In Paycom Center, mobile ordering functionality is implemented through Savor for general concessions and Levy for fine dining in suites and clubs, in partnership with technology vendor Shift4. So far, according to Loft, it’s been of minimal use to fans ordering food and drink on their mobile phones for pickup at the concession stand where express lines are lined up. In that respect, digital sign programs are consistent with the general low adoption of mobile ordering at sports venues. (Fans can also use the Thunder app for mobile ordering.)

One of Digital Seat’s university clients, Baylor University, is in its second year using the technology at its football, basketball, baseball and softball venues.

For the Big 12 School and Baylor Bear Sports Properties, the rearfield entity that holds the multimedia rights, the QR code is primarily used as a tool to drive sponsor exposure on game days. said Matt Iazzetti, general manager of Waco’s Baylor Bear Sports Properties. ,Texas.

At McLain Stadium, Baylor’s football facility, the use of digital signs allowed the school to streamline game presentation scripts and post codes over and over on video boards as reminders to encourage fan interaction. can be used.

“Last season we did a QSR promotion for football, where we focused on ‘section battles.’ The sections we won had a code scan rate of 70%,” says Iazetti. “It’s hard to get 70% of the people in the section to do something, but in this case, providing a good offer and an interactive way for people to participate during the game works. bottom.”

Baylor Bear Sports Properties are in the early stages of analyzing fan data collected through digital sheets. For now, the focus is on promoting sponsorships in the sports sector, including soccer’s eight partners.

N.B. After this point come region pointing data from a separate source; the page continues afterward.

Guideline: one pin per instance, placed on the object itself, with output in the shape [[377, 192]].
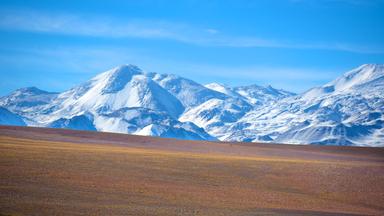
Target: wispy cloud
[[71, 24]]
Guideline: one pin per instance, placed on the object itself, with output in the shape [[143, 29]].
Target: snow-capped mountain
[[9, 118], [26, 101], [346, 111], [125, 99]]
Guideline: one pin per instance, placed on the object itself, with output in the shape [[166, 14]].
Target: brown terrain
[[65, 172]]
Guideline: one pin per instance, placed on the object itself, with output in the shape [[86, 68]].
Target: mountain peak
[[358, 77], [30, 90], [118, 77]]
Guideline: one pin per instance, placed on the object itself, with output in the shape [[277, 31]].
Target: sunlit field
[[43, 172]]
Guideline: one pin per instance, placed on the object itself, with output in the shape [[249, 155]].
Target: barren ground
[[64, 172]]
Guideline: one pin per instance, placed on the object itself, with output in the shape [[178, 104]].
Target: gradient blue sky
[[290, 44]]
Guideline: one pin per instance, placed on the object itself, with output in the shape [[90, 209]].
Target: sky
[[289, 44]]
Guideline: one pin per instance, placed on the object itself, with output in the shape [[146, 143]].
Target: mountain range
[[346, 111]]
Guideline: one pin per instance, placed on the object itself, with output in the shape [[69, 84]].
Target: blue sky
[[290, 44]]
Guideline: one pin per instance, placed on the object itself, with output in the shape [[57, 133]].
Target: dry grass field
[[64, 172]]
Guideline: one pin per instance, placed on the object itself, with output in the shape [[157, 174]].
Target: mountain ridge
[[126, 99]]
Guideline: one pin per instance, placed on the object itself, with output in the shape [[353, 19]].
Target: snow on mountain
[[26, 101], [260, 96], [80, 122], [346, 111], [188, 92], [9, 118], [125, 99], [143, 121], [124, 86]]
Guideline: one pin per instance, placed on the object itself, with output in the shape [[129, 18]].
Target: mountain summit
[[126, 99]]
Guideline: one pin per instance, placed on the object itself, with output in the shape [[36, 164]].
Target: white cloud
[[71, 24]]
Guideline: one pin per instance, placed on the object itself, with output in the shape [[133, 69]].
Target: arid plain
[[65, 172]]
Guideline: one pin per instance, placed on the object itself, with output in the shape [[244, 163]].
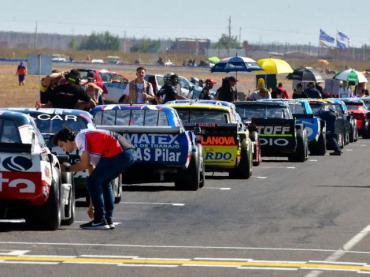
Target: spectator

“We are just starting to tap into the potential for fans to interact and enhance their experience,” he said. “The goal is to keep upgrading it and cleaning up the game scripts, so that there’s nothing to disrupt breaks or hype fans up when they need to be emotional.”

Loft started his sports business in 1988 with the Philadelphia 76ers. I remember using old Dun & Bradstreet cards printed on a dot matrix machine. With Digital Seat, he fast-forwards to 2023, and the data goes straight into his CRM system at Thunder, where sales campaigns are set up and team officials can reach out to prospects the next morning.

“We always like to be in front of things when we can,” says Loft. “We’re enjoying this platform and the deep data it gives us, and we know we can identify people’s preferences by seat. We can start looking at those trends. It’s not just data. , is the reaction to the data, and that is the key.”